Given that you seem quite comfortable with the sitagliptin profile what is it, and you made the comment that saxagliptin doesn’t really offer you any new benefit.  What is your expectation for linagliptin, the Boehringer Ingelheim drug? Exactly that.  I think they have to be very clever in order to market this into the diabetes market.  Remember the diabetes market is full of people with renal impairment; full of elderly people who might have renal impairment.  So what they have to do really is get the marketing right subtly to say in the elderly it even has an advantage over sulfonylureas of course.  In the elderly it has an advantage over sitagliptin because of the renal issue.  So here is the drug you can just prescribe and forget it. 

 

 

“As an expert in this area do you find that compelling? It is not compelling at all, but it is real life.  That is exactly how people tend to behave”.

 

“The thing is that most diabetics by the time they have renal impairment to the point where you have to change dosing they are at a more advanced stage of diabetes and a lot of them are already on insulin and you are not even going to have them on oral drugs or at least not a DDP4 inhibitor.  I think it is a niche.  There are a certain percent of diabetics that aren’t that severe that have renal impairment, but I think that is going to be under 5 percent of the diabetic marketplace.  And yes, there is a lot of renal disease in diabetics and those people are more advanced and they need stronger medications than just a DDP4.  This and the TZDs are the weakest drugs that are on the market right now”.

 

 

“Linagliptin, that Boehringer Ingelheim is developing, supposedly won’t have any problems with renal impairment. Do you see that as a big issue or not?

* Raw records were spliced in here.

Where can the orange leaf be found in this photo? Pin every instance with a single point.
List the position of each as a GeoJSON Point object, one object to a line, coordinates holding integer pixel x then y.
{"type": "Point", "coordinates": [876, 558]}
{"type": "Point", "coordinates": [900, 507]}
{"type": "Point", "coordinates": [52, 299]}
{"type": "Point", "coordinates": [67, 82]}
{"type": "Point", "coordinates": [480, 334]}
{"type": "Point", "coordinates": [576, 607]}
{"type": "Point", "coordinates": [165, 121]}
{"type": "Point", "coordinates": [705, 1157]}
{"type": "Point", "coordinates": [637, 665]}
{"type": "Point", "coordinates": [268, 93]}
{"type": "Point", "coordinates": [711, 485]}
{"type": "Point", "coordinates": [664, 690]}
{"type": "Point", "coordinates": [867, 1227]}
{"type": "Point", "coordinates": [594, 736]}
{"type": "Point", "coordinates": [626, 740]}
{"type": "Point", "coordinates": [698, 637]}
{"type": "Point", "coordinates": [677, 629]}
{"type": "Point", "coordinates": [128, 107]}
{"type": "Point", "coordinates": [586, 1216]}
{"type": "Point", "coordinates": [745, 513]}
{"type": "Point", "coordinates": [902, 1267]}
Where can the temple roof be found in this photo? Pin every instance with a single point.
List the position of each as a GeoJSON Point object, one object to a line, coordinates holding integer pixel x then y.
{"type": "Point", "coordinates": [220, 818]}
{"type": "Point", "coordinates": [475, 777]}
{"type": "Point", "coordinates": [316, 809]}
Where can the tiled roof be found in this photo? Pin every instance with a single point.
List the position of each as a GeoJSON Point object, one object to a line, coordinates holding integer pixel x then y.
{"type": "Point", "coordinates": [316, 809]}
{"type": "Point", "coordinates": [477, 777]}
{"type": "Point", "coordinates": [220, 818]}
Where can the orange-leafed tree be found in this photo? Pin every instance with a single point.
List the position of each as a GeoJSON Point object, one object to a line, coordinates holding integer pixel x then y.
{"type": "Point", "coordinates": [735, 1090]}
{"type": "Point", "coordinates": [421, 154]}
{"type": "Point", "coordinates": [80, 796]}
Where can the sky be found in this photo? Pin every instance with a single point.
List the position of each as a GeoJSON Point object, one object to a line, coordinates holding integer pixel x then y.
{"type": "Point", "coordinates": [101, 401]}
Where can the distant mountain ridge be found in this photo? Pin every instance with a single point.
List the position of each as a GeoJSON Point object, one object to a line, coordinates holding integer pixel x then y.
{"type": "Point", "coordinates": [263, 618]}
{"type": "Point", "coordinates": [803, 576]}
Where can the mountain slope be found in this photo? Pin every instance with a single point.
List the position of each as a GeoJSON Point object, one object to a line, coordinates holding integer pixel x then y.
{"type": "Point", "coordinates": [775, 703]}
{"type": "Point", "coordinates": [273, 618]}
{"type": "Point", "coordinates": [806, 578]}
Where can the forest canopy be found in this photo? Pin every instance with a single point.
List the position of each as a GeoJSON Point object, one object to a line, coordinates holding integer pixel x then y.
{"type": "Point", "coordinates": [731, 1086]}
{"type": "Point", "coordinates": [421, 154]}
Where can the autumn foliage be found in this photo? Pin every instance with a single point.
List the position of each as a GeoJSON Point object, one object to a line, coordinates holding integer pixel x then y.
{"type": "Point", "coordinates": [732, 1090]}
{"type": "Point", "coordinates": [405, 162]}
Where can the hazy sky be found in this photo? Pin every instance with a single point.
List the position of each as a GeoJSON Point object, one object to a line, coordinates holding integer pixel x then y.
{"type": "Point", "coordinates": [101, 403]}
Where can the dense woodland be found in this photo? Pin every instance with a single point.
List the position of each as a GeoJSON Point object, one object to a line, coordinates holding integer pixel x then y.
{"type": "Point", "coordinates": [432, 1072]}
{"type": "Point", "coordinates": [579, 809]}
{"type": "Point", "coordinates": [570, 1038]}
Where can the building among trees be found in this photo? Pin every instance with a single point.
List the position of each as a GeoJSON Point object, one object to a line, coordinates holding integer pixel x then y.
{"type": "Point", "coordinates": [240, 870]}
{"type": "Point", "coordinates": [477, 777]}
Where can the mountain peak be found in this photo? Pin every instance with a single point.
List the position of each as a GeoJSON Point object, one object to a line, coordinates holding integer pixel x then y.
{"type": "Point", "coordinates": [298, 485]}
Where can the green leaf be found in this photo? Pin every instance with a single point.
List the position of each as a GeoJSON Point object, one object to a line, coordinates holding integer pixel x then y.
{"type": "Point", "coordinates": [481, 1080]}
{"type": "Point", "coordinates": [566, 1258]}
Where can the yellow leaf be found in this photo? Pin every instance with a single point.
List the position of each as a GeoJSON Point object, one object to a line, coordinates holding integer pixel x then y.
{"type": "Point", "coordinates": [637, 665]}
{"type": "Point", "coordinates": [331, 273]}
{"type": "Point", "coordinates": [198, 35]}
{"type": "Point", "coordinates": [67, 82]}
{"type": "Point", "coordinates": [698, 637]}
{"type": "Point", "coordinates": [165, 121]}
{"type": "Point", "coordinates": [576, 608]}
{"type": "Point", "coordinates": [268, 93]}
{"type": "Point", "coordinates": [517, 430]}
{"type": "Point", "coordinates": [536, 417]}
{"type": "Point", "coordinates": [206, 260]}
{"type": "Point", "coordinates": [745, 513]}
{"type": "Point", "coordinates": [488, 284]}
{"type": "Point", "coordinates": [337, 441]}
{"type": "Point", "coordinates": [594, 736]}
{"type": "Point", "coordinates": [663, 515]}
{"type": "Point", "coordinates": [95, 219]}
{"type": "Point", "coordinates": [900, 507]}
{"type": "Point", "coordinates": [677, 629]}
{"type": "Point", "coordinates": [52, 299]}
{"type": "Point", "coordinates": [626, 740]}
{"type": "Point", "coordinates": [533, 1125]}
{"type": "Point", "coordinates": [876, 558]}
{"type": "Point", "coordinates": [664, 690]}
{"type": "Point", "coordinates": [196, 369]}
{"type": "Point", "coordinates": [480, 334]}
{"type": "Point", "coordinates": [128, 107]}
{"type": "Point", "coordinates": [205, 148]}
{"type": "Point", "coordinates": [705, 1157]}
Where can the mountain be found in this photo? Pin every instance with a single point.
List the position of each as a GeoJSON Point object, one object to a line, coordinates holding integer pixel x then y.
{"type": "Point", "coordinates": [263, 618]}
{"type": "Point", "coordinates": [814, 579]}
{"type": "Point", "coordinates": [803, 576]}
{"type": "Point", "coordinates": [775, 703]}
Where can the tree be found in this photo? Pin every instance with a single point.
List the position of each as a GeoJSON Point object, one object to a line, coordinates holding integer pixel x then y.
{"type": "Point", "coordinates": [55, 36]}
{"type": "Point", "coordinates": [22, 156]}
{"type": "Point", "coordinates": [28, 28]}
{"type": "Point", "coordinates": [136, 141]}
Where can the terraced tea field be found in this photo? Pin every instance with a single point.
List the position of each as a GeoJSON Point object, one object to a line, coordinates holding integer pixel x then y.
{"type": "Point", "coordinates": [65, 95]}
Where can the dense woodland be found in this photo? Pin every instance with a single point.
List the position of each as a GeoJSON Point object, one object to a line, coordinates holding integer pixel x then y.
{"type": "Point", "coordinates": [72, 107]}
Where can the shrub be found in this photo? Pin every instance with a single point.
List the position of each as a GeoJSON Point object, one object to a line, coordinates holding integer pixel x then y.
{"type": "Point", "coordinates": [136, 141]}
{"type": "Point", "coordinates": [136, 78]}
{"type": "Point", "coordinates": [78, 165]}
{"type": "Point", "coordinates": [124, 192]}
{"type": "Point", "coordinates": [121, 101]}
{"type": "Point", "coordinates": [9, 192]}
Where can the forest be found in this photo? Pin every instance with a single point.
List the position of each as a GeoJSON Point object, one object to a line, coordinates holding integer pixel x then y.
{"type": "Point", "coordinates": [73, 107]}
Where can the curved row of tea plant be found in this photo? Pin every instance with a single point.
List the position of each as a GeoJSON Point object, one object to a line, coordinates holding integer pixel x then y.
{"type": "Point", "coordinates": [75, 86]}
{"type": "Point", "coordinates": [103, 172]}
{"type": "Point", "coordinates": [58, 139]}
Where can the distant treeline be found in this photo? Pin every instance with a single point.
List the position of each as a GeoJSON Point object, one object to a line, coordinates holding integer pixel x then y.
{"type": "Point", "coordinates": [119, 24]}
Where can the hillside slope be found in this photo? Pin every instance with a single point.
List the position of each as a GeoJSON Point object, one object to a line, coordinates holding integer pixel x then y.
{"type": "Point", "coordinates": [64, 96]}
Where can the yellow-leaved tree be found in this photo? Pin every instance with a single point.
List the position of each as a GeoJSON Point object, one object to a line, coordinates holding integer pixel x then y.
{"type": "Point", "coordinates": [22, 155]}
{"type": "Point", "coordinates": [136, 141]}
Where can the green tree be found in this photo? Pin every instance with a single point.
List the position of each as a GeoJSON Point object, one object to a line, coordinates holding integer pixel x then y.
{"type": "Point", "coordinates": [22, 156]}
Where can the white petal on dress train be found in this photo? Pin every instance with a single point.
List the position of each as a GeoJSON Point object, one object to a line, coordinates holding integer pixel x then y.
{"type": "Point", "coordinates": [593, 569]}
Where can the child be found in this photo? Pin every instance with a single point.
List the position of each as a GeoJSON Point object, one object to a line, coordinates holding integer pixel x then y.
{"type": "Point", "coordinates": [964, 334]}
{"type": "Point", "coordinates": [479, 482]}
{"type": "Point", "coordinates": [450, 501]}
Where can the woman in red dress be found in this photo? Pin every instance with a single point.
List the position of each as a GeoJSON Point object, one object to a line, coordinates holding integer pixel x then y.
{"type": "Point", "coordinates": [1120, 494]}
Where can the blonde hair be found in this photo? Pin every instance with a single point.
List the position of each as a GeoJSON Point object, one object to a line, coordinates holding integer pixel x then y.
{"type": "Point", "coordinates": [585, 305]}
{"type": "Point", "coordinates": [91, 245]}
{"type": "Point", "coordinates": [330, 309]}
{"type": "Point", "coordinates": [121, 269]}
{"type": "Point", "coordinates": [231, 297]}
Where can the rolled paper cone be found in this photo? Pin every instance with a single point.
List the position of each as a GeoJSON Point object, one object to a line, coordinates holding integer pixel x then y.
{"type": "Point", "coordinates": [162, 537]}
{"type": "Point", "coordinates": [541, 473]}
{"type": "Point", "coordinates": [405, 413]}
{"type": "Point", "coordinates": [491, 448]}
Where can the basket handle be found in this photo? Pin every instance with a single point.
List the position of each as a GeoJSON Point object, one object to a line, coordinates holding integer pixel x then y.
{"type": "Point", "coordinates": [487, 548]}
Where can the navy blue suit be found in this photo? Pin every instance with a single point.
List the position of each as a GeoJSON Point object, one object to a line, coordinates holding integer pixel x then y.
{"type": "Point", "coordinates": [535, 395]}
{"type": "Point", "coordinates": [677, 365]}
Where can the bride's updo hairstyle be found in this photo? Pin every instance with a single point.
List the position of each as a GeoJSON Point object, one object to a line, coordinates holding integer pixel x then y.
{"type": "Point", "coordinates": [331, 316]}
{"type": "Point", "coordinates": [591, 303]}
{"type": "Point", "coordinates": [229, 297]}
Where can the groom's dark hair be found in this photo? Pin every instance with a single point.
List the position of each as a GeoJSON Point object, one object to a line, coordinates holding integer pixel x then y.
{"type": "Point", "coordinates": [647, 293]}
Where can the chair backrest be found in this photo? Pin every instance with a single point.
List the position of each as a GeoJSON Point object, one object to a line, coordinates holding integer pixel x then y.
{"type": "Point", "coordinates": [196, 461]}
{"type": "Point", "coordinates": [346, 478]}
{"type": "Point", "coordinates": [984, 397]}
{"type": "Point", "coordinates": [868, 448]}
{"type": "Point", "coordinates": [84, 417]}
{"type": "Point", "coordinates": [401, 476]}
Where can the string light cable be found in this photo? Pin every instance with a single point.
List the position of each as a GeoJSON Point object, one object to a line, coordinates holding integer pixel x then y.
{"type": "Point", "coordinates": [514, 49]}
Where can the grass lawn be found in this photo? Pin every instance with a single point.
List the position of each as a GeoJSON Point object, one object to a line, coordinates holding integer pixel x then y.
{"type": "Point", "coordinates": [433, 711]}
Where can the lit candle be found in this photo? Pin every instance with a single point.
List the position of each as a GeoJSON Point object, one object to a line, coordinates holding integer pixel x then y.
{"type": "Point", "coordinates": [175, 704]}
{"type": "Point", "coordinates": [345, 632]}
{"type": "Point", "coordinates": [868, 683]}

They asked us actually to be part of their phase III study and we declined to do it because we didn’t have the time or the resources.  We had enough of those studies going on.  It looks like that compound is a lot more specific to DPP4 and inhibits DPP4 more than sitagliptin or saxagliptin.  I just don’t know, but if it is getting metabolized in the liver like vildagliptin (Galvus) does then maybe that is part of the reason for it.  I don’t know.  Or the dose that they are using since it is more specific they have a dose that gets cleared through the kidney at any GFR, so it is not an issue.  That is what I suspect is going on”.

 

 

 

 

“And what sort of A1C reduction do you need to see from linagliptin to in your mind move it beyond sitagliptin? Both sitagliptin and saxagliptin right now are saying about 0.6, some of them say 0.7.  I think someone needs to give a full percent.  1 percent will definitely impress people”.